Despite the relentless rise of the U.S. dollar during the past four weeks, the gold price has managed to hold critical support at the $1300 level due mostly to crude oil continuing to rise. The GDX is also trying to close the week above its 200-day moving average and strong resistance at $23 on the back of a tame U.S. inflation report released on Thursday. The inflation report boosted both gold and U.S. equities by having investors believe the Federal Reserve may not have to be so aggressive on raising U.S. interest rates, what with low inflationary expectations.
The short-term overbought U.S. dollar is seeing its first pullback in four weeks and is assisting gold in moving higher above $1300 support after numerous attempts by the bears to run the stops below this critical level. Since gold failed to breakout yet again last month, there has been a growing list of analysts who have warned this selloff could be the beginning of one last plunge to shake out the weak hands. However, the miners have been holding up in the face of gold possibly losing the 13-handle since late last week.
On Wednesday, Reuters reported, “North American gold-backed exchange traded funds saw inflows in April at the highest since September 2017, as a U.S.-China trade war stand-off, tensions over Syria and worries over possible U.S. sanctions on Russia ushered in safe-haven purchases. North American gold-backed ETFs rose 43.7 tonnes worth $1.9 billion in April, a 3.4 percent increase from the month prior, the World Gold Council said on Wednesday. European gold-backed ETF holdings increased by 27.1 tonnes worth $1.2 billion during the same period, after two consecutive months of outflows.”
The GDX has continued to carve out a bottom since the February 9th low and if we get a strong close today above $23 in the global miner ETF, then long-term resistance at $25 will come into view. Even though the majors have been firming up since the low in the GDX, many of the more speculative micro-cap junior resource stocks have been unable to catch many bids. The resource juniors are no longer the only high-risk, high-reward game in town as the Crypto and Pot sectors have begun to heat up again, drawing more speculative capital away from the resource sector.

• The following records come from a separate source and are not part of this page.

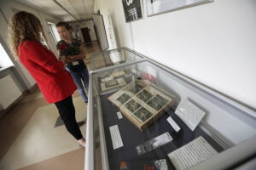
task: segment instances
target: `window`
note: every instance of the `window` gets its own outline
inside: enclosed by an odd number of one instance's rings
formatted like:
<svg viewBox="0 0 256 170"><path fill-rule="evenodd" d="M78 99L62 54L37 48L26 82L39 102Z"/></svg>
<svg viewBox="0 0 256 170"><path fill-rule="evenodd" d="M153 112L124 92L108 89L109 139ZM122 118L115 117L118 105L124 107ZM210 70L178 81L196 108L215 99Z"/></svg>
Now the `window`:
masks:
<svg viewBox="0 0 256 170"><path fill-rule="evenodd" d="M48 26L49 28L50 33L52 35L52 37L55 39L55 43L59 41L61 41L61 37L59 36L59 33L57 31L56 26L55 24L51 23L51 22L47 22Z"/></svg>

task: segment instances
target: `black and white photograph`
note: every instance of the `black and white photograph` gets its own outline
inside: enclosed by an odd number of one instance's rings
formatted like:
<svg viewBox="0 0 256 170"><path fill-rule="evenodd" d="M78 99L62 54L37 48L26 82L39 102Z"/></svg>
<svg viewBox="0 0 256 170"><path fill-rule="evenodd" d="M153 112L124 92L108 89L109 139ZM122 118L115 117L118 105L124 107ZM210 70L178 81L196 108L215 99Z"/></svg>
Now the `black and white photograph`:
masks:
<svg viewBox="0 0 256 170"><path fill-rule="evenodd" d="M117 100L119 101L121 104L124 104L126 101L128 101L130 99L131 97L128 94L123 94L120 97L117 99Z"/></svg>
<svg viewBox="0 0 256 170"><path fill-rule="evenodd" d="M122 0L122 2L126 22L143 18L141 0Z"/></svg>
<svg viewBox="0 0 256 170"><path fill-rule="evenodd" d="M144 102L148 101L150 98L152 98L153 94L151 94L147 90L143 90L141 93L139 93L137 97L139 98L140 99L143 100Z"/></svg>
<svg viewBox="0 0 256 170"><path fill-rule="evenodd" d="M146 108L141 107L134 113L134 116L142 122L145 122L148 118L150 118L153 116L153 114L150 113L150 111L148 111Z"/></svg>
<svg viewBox="0 0 256 170"><path fill-rule="evenodd" d="M125 106L131 112L133 113L136 111L138 108L140 108L142 105L138 103L137 103L134 99L131 99L128 103L125 105Z"/></svg>
<svg viewBox="0 0 256 170"><path fill-rule="evenodd" d="M159 96L159 95L158 95ZM163 99L160 99L159 97L155 96L152 99L150 99L147 104L154 108L155 110L160 110L164 105L166 105Z"/></svg>
<svg viewBox="0 0 256 170"><path fill-rule="evenodd" d="M146 0L148 16L213 2L213 0Z"/></svg>

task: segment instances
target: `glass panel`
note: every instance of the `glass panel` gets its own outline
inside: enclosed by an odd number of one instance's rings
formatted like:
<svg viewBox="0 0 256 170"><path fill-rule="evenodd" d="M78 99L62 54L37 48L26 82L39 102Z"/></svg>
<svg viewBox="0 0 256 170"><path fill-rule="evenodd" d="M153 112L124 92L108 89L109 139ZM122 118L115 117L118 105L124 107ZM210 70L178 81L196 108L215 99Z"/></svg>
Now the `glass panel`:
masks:
<svg viewBox="0 0 256 170"><path fill-rule="evenodd" d="M92 76L109 169L187 168L256 135L256 120L247 113L149 61ZM186 100L192 105L183 109L205 114L195 129L177 110Z"/></svg>
<svg viewBox="0 0 256 170"><path fill-rule="evenodd" d="M118 48L112 51L96 54L91 56L92 70L113 66L115 65L131 62L142 59L125 48Z"/></svg>

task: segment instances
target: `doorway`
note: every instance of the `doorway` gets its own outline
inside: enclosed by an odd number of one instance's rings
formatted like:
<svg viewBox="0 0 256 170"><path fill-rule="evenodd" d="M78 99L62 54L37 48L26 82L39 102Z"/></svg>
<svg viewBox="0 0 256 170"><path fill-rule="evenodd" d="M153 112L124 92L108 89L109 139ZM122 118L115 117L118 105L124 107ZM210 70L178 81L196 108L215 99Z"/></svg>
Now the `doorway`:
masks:
<svg viewBox="0 0 256 170"><path fill-rule="evenodd" d="M88 27L81 28L82 35L85 44L91 43Z"/></svg>

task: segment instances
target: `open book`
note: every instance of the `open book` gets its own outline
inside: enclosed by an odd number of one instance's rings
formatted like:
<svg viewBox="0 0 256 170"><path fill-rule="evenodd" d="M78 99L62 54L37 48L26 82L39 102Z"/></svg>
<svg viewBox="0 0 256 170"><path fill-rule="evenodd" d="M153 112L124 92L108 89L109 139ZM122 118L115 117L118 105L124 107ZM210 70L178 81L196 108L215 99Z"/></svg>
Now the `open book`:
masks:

However, the miner M&A space began to heat up again this week as well. On Tuesday, Lundin Mining Corporation (TSX:LUN) and Euro Sun Mining Inc. (TSX:ESM) announced that they have submitted a proposal to Nevsun Resources Ltd. (TSX:NSU) to acquire all of Nevsun's outstanding common shares for approximately C$1.5 billion. The offer was unanimously rejected by the Nevsun’s board stating the price offered “isn’t good enough.”
Under the terms of the offer dated April 30, Nevsun shareholders were to receive a total consideration of C$5 per Nevsun share including C$2 in cash funded by Lundin Mining, C$2 in shares of Lundin Mining and C$1 in shares of Euro Sun, Lundin Mining and Euro Sun said in a joint statement.
The Nevsun share price has continued to climb this week on heavy volume, raising bidding war speculation even though the company has stated it’s not formally for sale. If a bidding war were to take place, it could spark more sector M&A and be a welcome catalyst in the mining space.